Ronald Reagan is president and the United States and Soviet Union are in the midst of the Cold War.

The stakes are even higher than they were in real life because the exploration race now involves high-tech weaponry and communications equipment that take the world to the brink of a possible nuclear war as the moon becomes militarized.

Kinnaman, who plays fictional Korean War veteran and astronaut Ed Baldwin in For All Mankind, finds time jumps in storylines interesting because they force actors to fill in the blanks of what happened in those missing years and evolve accordingly.

At the end of Season 1, Ed and his wife, Karen, are seen mourning their young son, Shane, who died after being hit by a car while riding his bicycle.


In addition to experiencing overwhelming grief, Ed also feels guilt since he was stationed on the moon when the accident happened.

"As an actor, of course, portraying someone who has gone through that kind of tragedy is sort of the challenge that you are looking forward to sinking your teeth into," Kinnaman said.

Moving the story 10 years in the future means those wounds aren't right out on the surface anymore, however.

"You don't move on from something like that. You'll always be the person before and after that happens," the actor said, adding the grief and regret Ed feels will bubble up in unexpected ways throughout his life. "I thought the writers did a fantastic job of portraying that."
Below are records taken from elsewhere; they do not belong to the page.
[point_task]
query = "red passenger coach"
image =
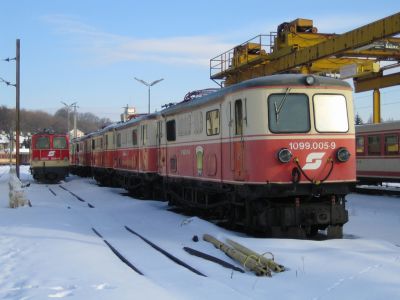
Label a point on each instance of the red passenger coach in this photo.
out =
(49, 157)
(378, 155)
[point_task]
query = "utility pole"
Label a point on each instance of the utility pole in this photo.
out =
(75, 129)
(17, 108)
(68, 107)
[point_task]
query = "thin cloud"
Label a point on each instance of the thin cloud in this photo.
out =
(111, 48)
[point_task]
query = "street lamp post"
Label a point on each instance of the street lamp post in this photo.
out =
(149, 85)
(68, 107)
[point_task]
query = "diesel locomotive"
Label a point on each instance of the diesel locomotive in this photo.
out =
(49, 157)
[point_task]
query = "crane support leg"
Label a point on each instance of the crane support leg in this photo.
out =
(377, 106)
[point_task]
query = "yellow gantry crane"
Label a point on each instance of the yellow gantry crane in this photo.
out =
(297, 47)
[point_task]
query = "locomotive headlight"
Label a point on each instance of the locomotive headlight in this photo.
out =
(284, 155)
(342, 154)
(310, 80)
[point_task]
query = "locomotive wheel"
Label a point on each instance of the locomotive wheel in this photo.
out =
(335, 232)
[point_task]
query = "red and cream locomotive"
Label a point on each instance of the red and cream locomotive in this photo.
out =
(272, 154)
(49, 156)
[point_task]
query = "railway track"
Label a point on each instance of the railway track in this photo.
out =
(137, 240)
(378, 190)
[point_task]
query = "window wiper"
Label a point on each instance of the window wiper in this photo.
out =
(278, 107)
Kinnaman admitted he was shocked to see where Ed is at the beginning of Season 2, having given up his dream of flying and taken a new job as head of the astronaut program so he can provide security for the wife he feels he disappointed years earlier by being absent in her darkest hours.
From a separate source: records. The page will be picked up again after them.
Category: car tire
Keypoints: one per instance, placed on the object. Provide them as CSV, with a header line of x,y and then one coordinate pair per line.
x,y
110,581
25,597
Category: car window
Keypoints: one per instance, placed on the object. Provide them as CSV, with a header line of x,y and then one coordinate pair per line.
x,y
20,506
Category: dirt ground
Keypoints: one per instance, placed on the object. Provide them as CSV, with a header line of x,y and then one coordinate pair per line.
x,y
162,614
"He's on the ground. He seems to be at peace in a way that we haven't seen him before. We don't see much of his anger outbursts, and he almost seems pretty happy," the actor said.


"I found it almost provocative at first, but then as we moved along in the season, I thought it was just brilliant to portray him in that way," he explained. "He's sacrificed his passion of reaching farther into space to be present with his family and, if anything were to happen to his family, he knows for damn sure he's going to be there when it happens."

Ed's new leadership role impacts his relationships with the astronauts, too.

Kinnaman could relate to that dynamic, since he wields more influence than he used to on film and TV productions, which creates opportunities for him to lift up other actors.

"There is always some weird tension that can arise from that if you don't deal with it in the right way," he said.

"That's something that Ed is going through as well. I think he is a friend first and a flight director second, and I think you see that in some of his choices. He will definitely use his position to try to help the lives of his friends. There is definitely some nepotism going on."

For All Mankind co-stars Michael Dorman, Sarah Jones, Shantel VanSanten, Jodi Balfour, Krys Marshall, Wrenn Schmidt and Sonya Walger.